Mais Kinoshita ne va pas plus loin : ils admettent qu’ils ne savent pas pourquoi le plus grand carnivore d’Asie centrale mange de l’herbe et des feuilles. En général, les plantes sont peu digestibles, contrairement aux tissus animaux. La cellulose présente dans les cellules végétales nécessite des systèmes digestifs spécialisés, comme ceux des ruminants. En revanche, le léopard des neiges a évolué morphologiquement, physiologiquement et comportementalement en tant que carnivore : sa dentition est conçue pour se déchirer et se couper, ses papilles gustatives sont très sensibles aux acides aminés (protéines), peu sensibles aux sucres présents dans les fruits et mauvaise tolérance aux composés amers, courants dans les plantes.

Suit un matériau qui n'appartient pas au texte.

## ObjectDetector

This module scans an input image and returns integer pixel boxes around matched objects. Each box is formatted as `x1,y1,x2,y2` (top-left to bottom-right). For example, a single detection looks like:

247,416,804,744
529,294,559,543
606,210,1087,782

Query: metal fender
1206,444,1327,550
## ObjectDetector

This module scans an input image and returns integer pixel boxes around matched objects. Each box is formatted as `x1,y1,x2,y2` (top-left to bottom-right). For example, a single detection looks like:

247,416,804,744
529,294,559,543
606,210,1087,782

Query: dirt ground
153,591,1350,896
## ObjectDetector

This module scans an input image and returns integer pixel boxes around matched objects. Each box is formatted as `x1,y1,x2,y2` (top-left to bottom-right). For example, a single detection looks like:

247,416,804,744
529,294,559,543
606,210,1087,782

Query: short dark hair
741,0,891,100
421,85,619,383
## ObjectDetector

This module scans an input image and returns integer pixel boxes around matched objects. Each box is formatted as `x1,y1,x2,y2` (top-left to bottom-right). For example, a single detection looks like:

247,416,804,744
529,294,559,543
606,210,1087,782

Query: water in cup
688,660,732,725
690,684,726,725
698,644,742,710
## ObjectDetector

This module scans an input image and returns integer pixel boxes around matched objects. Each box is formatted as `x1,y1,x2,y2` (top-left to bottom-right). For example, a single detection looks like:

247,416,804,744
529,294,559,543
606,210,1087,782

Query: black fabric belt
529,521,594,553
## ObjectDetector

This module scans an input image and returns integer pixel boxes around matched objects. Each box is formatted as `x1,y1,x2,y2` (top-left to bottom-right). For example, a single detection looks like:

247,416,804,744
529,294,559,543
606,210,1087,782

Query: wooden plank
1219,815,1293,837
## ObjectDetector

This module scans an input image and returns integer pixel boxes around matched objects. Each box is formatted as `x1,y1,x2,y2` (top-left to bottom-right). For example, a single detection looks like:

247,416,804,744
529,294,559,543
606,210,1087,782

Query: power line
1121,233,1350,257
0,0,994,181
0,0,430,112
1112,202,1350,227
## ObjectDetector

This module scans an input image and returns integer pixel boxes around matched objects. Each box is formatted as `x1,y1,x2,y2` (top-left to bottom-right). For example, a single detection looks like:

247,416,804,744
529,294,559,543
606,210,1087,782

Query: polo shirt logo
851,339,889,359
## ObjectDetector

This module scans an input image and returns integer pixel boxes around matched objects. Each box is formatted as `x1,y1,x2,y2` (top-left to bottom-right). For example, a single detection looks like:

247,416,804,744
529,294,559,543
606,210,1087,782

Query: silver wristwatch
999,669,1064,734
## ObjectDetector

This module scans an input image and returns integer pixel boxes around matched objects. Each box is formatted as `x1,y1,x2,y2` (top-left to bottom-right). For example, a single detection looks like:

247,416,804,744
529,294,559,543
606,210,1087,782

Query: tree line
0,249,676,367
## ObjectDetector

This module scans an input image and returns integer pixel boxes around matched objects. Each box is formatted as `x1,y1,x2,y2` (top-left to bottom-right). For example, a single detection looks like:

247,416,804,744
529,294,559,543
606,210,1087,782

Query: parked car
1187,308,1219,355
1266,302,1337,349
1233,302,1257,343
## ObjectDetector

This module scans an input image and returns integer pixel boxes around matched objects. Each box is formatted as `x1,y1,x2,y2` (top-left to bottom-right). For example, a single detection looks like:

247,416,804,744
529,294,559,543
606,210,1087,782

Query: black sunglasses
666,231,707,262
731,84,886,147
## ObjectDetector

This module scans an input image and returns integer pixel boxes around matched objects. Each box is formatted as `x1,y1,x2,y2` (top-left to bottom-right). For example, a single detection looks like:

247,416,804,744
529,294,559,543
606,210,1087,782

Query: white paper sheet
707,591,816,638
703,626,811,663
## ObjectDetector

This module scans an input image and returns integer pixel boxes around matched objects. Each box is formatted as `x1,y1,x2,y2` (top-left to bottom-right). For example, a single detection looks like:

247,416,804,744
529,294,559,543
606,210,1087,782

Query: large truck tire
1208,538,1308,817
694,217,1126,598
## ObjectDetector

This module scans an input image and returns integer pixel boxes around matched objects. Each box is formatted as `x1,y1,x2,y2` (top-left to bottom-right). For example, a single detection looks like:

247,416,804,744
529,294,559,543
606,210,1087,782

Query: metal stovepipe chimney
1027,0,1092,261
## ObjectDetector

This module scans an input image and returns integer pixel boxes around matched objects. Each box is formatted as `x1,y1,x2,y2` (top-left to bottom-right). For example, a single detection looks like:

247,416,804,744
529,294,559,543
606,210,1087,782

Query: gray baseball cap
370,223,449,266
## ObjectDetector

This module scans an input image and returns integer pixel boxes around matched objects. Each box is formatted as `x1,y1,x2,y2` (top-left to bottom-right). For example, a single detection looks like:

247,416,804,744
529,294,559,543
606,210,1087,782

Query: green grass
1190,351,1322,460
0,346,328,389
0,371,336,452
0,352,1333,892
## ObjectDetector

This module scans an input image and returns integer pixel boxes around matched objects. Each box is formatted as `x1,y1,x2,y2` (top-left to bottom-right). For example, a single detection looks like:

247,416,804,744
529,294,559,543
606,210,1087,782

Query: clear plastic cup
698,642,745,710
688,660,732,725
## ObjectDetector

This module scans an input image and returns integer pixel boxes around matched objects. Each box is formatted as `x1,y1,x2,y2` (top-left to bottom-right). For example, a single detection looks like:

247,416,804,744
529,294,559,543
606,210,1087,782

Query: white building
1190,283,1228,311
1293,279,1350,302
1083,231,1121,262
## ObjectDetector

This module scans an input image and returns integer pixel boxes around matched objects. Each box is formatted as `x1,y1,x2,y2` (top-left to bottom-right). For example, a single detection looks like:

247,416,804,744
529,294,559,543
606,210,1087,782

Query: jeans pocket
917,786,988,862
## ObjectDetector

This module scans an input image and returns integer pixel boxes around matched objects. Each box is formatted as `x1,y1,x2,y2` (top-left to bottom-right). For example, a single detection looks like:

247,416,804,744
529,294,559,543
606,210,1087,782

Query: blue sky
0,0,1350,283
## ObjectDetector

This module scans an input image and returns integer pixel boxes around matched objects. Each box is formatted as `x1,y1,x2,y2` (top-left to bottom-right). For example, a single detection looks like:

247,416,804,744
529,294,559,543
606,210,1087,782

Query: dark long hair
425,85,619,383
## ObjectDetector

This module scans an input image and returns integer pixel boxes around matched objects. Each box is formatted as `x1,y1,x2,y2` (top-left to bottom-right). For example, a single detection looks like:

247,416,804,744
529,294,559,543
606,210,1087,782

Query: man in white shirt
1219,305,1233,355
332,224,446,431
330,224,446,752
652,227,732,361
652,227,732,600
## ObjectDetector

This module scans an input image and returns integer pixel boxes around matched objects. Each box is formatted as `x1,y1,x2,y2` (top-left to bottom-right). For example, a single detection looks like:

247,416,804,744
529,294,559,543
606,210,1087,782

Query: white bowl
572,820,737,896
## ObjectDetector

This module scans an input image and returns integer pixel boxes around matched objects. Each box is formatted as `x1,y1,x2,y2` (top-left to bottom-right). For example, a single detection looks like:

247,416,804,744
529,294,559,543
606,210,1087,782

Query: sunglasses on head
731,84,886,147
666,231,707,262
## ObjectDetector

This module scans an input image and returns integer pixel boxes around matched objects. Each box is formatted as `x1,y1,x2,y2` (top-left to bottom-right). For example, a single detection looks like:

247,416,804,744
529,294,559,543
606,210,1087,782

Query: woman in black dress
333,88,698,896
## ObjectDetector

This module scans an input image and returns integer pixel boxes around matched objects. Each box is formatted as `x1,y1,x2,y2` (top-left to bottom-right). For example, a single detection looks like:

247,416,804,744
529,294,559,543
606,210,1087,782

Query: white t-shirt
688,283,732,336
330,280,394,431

De plus, son tube digestif est très court. Rien ne facilite une alimentation minimalement végétarienne.
« Nous ne savons pas pourquoi les léopards des neiges mangent des plantes. Mais sur la base de nos articles publiés précédemment, nous pensons que les manger ne les aide pas à excréter ou à vomir les boules de poils que tous les félins accumulent dans leur estomac », explique Kinoshita. Il existe une autre possibilité, également liée à la santé. Certains animaux, notamment les primates, utilisent des plantes médicinales ou des insectes pour purger les parasites intestinaux ou cicatriser les plaies. Bien que la technique utilisée dans l’analyse des matières fécales n’ait pas permis d’abaisser le niveau du genre, parmi les 13 espèces qui composent le Myricaire sp.l’un d’eux, le M. bracteatafait partie de la médecine traditionnelle tibétaine et contient des éléments ayant une capacité anti-inflammatoire. “À l’avenir, cela pourrait être clarifié, par exemple, en étudiant les propriétés médicinales et la valeur nutritionnelle des plantes, l’adaptabilité à leurs composés chimiques, la relation avec les bactéries intestinales ou la relation entre le comportement alimentaire des plantes et d’autres comportements”, conclut l’étude. Scientifique japonais.
Ensemble, les excréments de tous les animaux analysés nous ont permis de comprendre en détail l’écosystème de Sarychat-Ertash. Dans les excréments de léopards, ils ont trouvé de l’ADN d’argali, de bouquetins et, dans une moindre mesure, de marmottes. La présence est inversée dans le cas des loups, qui ont le gros rongeur comme proie principale. Pendant ce temps, dans les crottes d’un prédateur bourgeois comme le renard, ils ont aperçu les traces de plusieurs espèces de petits rongeurs et de lièvres. Ils n’ont trouvé aucune trace d’argali dans les excréments des femelles léopards. Pour les auteurs des travaux, cela pourrait être dû au fait que cet ongulé est trop gros pour eux, puisque cette espèce présente un dimorphisme sexuel marqué en faveur des mâles.